Just with regards to Ray Sharkey infecting a hundred birds with AIDS before he snuffed it, i dont think theres anything bad about that at all, at least he was heterosexual and thats ALL that matters. And i do hope of course that for every bird who unfortunately snuffs it from AIDS a thousand faggots go the same way, thats a quite acceptable (and very neccessary) exchange rate (as it were).

Jennifer Croissant said...

That library looks so cosy, i`d like to live in that room for the rest of my life.

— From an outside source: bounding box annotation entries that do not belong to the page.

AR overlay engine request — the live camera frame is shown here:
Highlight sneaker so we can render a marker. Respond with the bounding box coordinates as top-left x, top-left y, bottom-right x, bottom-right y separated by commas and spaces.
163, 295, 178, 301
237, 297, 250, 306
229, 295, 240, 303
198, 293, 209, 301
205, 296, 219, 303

jervaise brooke hamster said...

Ornella Muti's bum looks so incredible, even though the bird was 26 at the time of filming (and there-fore of course already 8 years past the absolute pinnacle and peak of her physical attractiveness and desirability) she was still ripe for hard buggery ! ! !.

jervaise brooke hamster said...

James Toback is rampagingly heterosexual there-fore i have nothing but total and utter respect for him completely irrespective of any other aspect of his life or behaviour.

jervaise brooke hamster said...

Ty E, you know when you feel a bit dodgy and you backtrack in your mind to see if you can pinpoint exactly what it was that caused the depression in the first place, well that happens to me quite a lot and the other day i realised that the rea-daughter i was feeling dodgy was that i`d read this article about Ellen Page and it reminded me that the bird is now 27. So what, i hear you exclaim, well i cant imagine Ellen being any more than 18 or 19 at most when she was like an incredibly sweet and sexy cute little girly elf or pixie, the fact that shes now already almost 10 years past that peak was what was depressing me, if you look at pictures of her now shes losing that cute pixieness and cheeky elfishness, i wish the bird could`ve stayed 19 forever, just think in another 10 years the bird`ll just be another fat bull-dyke, yuk.